Friday, March 24, 2017

Parenting 101: Tweens

You know that saying 'Solutions appear when you start looking for answers'?

No really, do you? Because it's very possible that I just made it up. But I've decided it's true, so I'll take the credit if nobody else already has.

Anyway, we've been coasting along for awhile now with the usual arguments, homework, play, cuddles, fights, tantrums and laughter that sum up most families daily lives. It's been fine. (Apart from the boys fighting which is still driving me completely bonkers). I've been busy. They've been doing their thing. Hamster wheel, Life etc etc.

And then there came a moment last week when the wheels fell off and I realised that perhaps we weren't coasting after all. Perhaps there was a lot going on behind those gorgeous faces that I hadn't stopped long enough to find out about.

Which got me thinking.

Which got me looking.

And lo-and-behold - the answers started appearing.

Online friends shared articles that I previously would have skipped past, but this time took the time to read.

Andrea from Office Mum shared a post entitled The Dangers of the Good Child which pushed a hovering penny down, and helped me instigate a conversation with the eldest about how it was ok not to be perfect all the time. Sometimes we don't realise the pressure they are putting themselves under to help shield us from any more life stresses. But who doesn't need a good ol' tantrum every now and then. It's good to be given permission to have an off day.

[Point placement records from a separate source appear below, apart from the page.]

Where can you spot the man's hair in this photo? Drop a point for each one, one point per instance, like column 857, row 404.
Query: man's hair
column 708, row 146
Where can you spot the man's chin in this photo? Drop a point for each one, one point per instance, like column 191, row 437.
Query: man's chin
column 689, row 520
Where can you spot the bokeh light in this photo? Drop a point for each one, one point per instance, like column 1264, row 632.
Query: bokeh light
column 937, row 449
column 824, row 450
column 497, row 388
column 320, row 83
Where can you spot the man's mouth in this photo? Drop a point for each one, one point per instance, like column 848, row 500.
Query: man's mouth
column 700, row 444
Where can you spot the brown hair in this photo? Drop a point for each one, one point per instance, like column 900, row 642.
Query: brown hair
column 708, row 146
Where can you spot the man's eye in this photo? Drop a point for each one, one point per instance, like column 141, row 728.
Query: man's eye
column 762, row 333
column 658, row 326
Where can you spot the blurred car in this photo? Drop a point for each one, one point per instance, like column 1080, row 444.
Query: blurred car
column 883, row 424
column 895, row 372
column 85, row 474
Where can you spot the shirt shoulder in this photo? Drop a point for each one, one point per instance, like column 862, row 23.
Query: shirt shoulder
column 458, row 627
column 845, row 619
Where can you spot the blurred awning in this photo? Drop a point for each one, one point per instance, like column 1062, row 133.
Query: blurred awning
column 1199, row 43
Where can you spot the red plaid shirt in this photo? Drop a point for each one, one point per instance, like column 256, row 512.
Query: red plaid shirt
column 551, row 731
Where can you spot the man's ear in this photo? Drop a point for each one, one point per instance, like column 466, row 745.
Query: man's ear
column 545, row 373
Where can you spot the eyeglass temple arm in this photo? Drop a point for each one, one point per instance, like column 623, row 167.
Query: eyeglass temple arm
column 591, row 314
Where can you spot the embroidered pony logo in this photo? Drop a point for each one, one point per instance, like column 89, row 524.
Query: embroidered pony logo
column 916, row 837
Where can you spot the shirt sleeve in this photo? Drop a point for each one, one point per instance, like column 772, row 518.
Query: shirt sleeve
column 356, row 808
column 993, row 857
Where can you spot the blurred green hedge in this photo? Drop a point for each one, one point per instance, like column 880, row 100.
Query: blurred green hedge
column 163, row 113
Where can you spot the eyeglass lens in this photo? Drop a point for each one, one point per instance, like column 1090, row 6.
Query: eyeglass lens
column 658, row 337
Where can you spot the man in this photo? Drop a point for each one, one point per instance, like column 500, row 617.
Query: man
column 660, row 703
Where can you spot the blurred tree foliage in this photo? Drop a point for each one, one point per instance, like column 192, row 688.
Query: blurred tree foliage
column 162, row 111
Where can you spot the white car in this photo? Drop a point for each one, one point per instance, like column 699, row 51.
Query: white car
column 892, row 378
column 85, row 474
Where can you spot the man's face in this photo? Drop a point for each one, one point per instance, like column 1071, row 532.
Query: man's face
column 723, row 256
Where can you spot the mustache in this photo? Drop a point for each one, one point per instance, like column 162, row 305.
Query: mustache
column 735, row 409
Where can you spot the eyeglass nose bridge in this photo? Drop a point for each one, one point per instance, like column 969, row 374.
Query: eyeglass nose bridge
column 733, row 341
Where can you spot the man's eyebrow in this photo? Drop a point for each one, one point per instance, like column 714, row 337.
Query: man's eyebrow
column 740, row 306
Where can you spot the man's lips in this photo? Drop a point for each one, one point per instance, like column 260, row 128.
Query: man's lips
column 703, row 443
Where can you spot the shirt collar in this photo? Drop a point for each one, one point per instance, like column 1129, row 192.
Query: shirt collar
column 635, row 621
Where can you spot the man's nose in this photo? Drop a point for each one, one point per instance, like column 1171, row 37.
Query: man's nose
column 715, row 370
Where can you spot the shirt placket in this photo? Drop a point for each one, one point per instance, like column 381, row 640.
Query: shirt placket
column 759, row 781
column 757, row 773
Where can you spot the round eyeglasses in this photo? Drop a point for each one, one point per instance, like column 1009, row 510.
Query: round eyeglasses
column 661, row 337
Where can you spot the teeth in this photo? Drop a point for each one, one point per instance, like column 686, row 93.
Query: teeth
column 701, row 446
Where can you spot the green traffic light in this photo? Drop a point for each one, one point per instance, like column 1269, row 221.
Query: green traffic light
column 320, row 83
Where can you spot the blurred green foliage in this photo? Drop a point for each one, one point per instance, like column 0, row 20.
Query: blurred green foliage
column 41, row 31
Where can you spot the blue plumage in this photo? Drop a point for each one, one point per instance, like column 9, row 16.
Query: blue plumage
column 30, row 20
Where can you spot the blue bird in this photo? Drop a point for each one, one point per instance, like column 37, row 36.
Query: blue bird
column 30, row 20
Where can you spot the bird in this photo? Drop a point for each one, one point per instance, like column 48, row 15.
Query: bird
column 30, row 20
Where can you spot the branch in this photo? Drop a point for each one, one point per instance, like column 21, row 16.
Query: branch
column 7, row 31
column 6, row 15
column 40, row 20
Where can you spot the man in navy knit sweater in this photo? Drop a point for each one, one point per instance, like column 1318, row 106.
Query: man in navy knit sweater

Marianne from Mari's World shared a post called Not every child is an A grade student. Why we must not let B/C/D be shameful. Again, it tapped into beliefs and concerns I've been having. Comparison with classmates and siblings can lead to feelings of insecurity and worthlessness. We need to nurture their individual talents and not keep raising the bar for grades only. At the same time they need us to focus our attention on them when and where they need it most.

Finally, Rachel from Well Worn Whisk shared a post Why I Stopped Punishing My Kids: Replacing Punishment with Connection. It's full of thought-provoking ideas and new ways to parent. 

I could have written this (but didn't):

"On the days when my kids are fighting and crying the most, I can almost always look in the mirror and realize I haven’t stopped and sat down and looked them in the face while they talk to me. I haven’t put my arm around them and sniffed their heads while they tell me their dream from the night before in every detail from start to finish. All day I’ve been saying, “Just a minute” or only half listening to what they’re saying while I’m checking Facebook, answering emails, or loading the dishwasher without even looking at them."

(The irony of reading this on Facebook while my kids got ready for school is not lost on me). 

In the midst of all these lightening bolts I suddenly realised that I now have not 1, not 2, but 3 tweens. Each of their needs are different, but at 8,10 and 12 they fit squarely in the tween bracket - that middle ground between young child and teen that throws up a whole heap of emotional wants and needs.

So I'm trying some new approaches. We're focusing on 3 family rules to start with: No shouting. No hitting. No punishments.

And one 'just for me' rule: Individual time with them each day - even if it's only 5 minutes.

I can already hear the laughter ricocheting around the ether of the internet. And yes, I may be back tomorrow to say it hasn't worked out. But we'll keep trying. And really that's what parenting is all about, isn't it? Coasting the good parts, hitting the bumps, looking for help, and then trying again, again.